Zebra, $6.99, ISBN 0-8217-7118-3
Contemporary Romance, 2003
The plot makes me blink in bewilderment for a few seconds, but Kasey Michaels’s This Must Be Love has one killer ingredient that makes this book a pleasure to read: it is fun.
Jane Preston is a goody-goody type who runs a daycare center. No, don’t run, people, she’s not that bad, serious. She may be on the uptight side in the beginning of the story, but she doesn’t try too hard to fight the fun when it comes all over her. Her more vivacious cousin Molly comes to her with a favor: she needs Jane to take her place in this platonic escort service thing Molly has signed up for. This isn’t an experiment in how far a desperate romance heroine will go to have fun but rather, Molly originally intended to use this stint as a ruse to get close to Senator Aubrey Harrison at a geek think-tank resort to learn if the Senator is going to run for President or not. (Molly’s a reporter, or she tries to be.) Molly realizes that the Senator is bringing his nephew along and this nephew knows (and hates) Molly. She needs Jane to do the Nancy Drew thing for her. In return, she will run Jane’s daycare for her, no problem (cross fingers). Unfazed by the possibility that sixty lawsuits will await her when she returns, Jane is only a little nervous as she packs her bags.
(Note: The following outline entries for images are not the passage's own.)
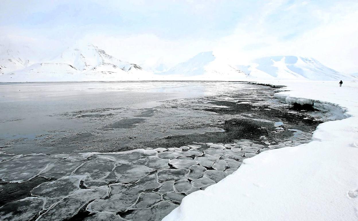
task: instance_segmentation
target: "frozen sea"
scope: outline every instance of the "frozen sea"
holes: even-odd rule
[[[334,118],[243,82],[0,83],[0,220],[160,220]]]

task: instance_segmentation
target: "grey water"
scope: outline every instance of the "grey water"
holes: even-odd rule
[[[258,87],[263,87],[218,82],[1,83],[0,147],[23,154],[112,151],[113,140],[116,150],[123,150],[120,146],[142,147],[134,137],[221,131],[209,125],[215,114],[190,108],[200,105],[195,99],[229,99]]]
[[[334,117],[275,93],[243,82],[0,83],[0,220],[160,220]]]

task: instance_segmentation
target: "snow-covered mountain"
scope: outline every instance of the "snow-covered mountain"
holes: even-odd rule
[[[357,79],[354,75],[339,73],[313,58],[294,56],[263,57],[239,65],[240,61],[233,63],[207,52],[165,71],[146,71],[92,44],[70,47],[53,59],[36,61],[31,59],[33,53],[26,47],[11,48],[0,45],[0,82]],[[16,48],[19,49],[14,49]],[[164,69],[163,64],[158,67]]]
[[[20,65],[20,59],[11,61],[17,66],[0,63],[4,70],[0,81],[149,80],[153,77],[139,66],[118,59],[91,44],[68,48],[53,59],[29,66]]]
[[[175,80],[245,80],[248,77],[234,66],[228,64],[225,59],[216,57],[211,51],[200,53],[167,71],[158,74],[170,76]]]
[[[238,65],[216,57],[212,52],[200,53],[160,74],[172,76],[176,79],[237,81],[332,81],[352,78],[352,76],[328,68],[313,58],[277,56],[258,58],[245,65]]]
[[[0,74],[23,68],[30,64],[25,52],[30,49],[24,45],[20,48],[22,50],[0,44]]]

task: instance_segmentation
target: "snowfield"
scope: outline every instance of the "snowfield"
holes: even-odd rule
[[[163,221],[358,220],[358,83],[265,83],[275,97],[341,115],[320,124],[313,141],[245,159],[216,184],[185,197]]]

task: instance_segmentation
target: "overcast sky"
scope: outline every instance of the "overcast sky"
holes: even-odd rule
[[[296,55],[358,72],[357,0],[0,1],[2,43],[48,54],[91,43],[147,67],[213,51],[238,64]]]

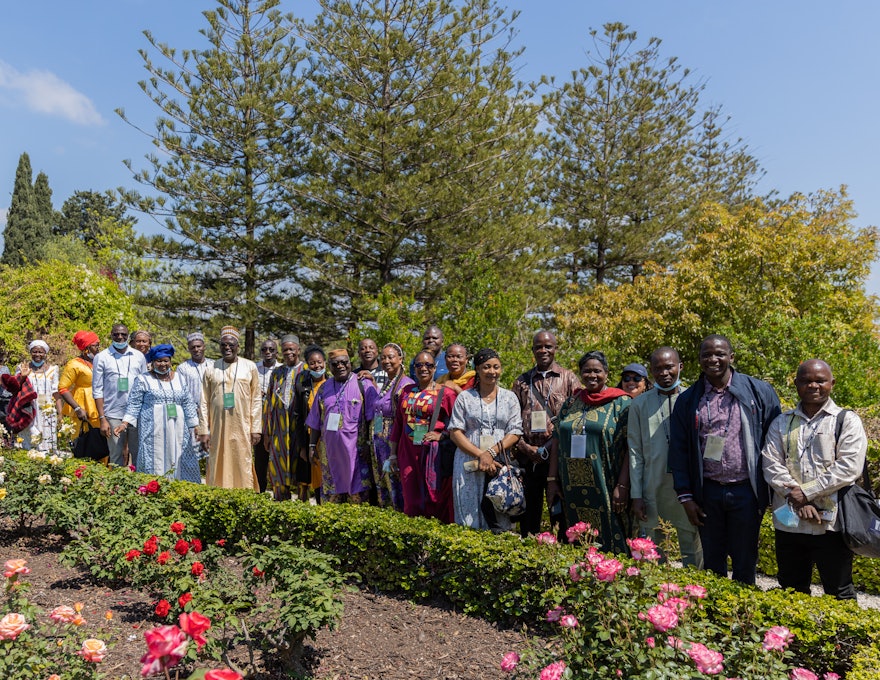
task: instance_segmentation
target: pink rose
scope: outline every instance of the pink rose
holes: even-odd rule
[[[628,538],[626,544],[629,546],[634,560],[656,562],[660,559],[657,546],[650,538]]]
[[[560,617],[559,625],[563,628],[577,628],[577,617],[573,616],[572,614],[566,614],[565,616]]]
[[[768,652],[781,652],[788,647],[792,640],[794,640],[794,634],[788,628],[785,626],[773,626],[773,628],[764,633],[763,647]]]
[[[695,600],[702,600],[707,594],[706,589],[703,586],[694,585],[693,583],[689,586],[685,586],[684,591],[687,593],[688,597],[692,597]]]
[[[539,680],[561,680],[565,668],[564,661],[556,661],[549,666],[544,666],[544,668],[541,669]]]
[[[547,623],[556,623],[565,614],[562,607],[554,607],[547,611]]]
[[[696,664],[697,670],[705,675],[718,675],[724,670],[721,663],[724,656],[720,652],[715,652],[699,642],[691,643],[688,649],[688,656]]]
[[[21,614],[10,612],[0,619],[0,640],[14,640],[30,628]]]
[[[49,618],[55,623],[72,623],[76,618],[76,612],[73,610],[73,607],[61,605],[49,612]]]
[[[7,560],[3,566],[6,567],[6,571],[3,572],[6,578],[12,578],[16,574],[26,576],[31,573],[31,570],[27,568],[27,560]]]
[[[141,675],[147,677],[171,668],[186,654],[189,640],[177,626],[159,626],[144,633],[147,653],[141,658]]]
[[[104,657],[107,656],[107,645],[105,645],[101,640],[89,638],[87,640],[83,640],[83,646],[77,652],[77,654],[79,654],[86,661],[91,661],[92,663],[100,663],[104,660]]]
[[[242,678],[229,668],[215,668],[205,673],[205,680],[242,680]]]
[[[582,536],[590,533],[590,525],[586,522],[578,522],[573,527],[565,530],[565,537],[569,543],[577,543]]]
[[[507,652],[501,659],[501,670],[505,673],[512,673],[519,665],[519,654],[516,652]]]
[[[678,625],[678,614],[674,607],[665,604],[655,604],[647,612],[639,612],[642,621],[648,621],[654,626],[654,630],[665,633]]]
[[[596,565],[596,578],[610,583],[621,569],[623,565],[613,557],[605,558]]]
Meanwhile, John Patrick Romanowski, alias JP Roman the successful political crime novelist, is pretending to be a nerdy professor to bust Senator Harrison’s goody-goody facade. Yes, he’s Jane’s companion for this trip. He wears glasses and ugly trousers and voila, he’s a geek. Take them all off and he’s stud on legs. I make my husband take off his glasses and put on a pair of jeans he can no longer fit in since 1986 and sigh. Sometimes fiction is really better than real life.
These two encounter lots of wackiness, of course, but I’m pleased to say that I find most of them amusing rather than annoying. Jane is earnest and maybe a little staid, but she can have fun and has a sense of humor and self-awareness that allow her to laugh at herself as well as events around her. Sure, she thinks John is out of her league, but since she’s here to have fun, she never lets that bother her too much. Likewise, John opens up to Jane about his undercover stint early and they work together and with each other rather than he having to rescue her all the time from whatever silly things she get herself into. These people have a really great time falling in love, and as a result, I am with them all the way.
The plot is on the implausible side, but once it gets going, This Must Be Love kicks into a swinging rhythm of snappy repartee, effective comedy, and two really fun characters having the time of their lives, so much so that I am willing to go along with the ride. It really must be love.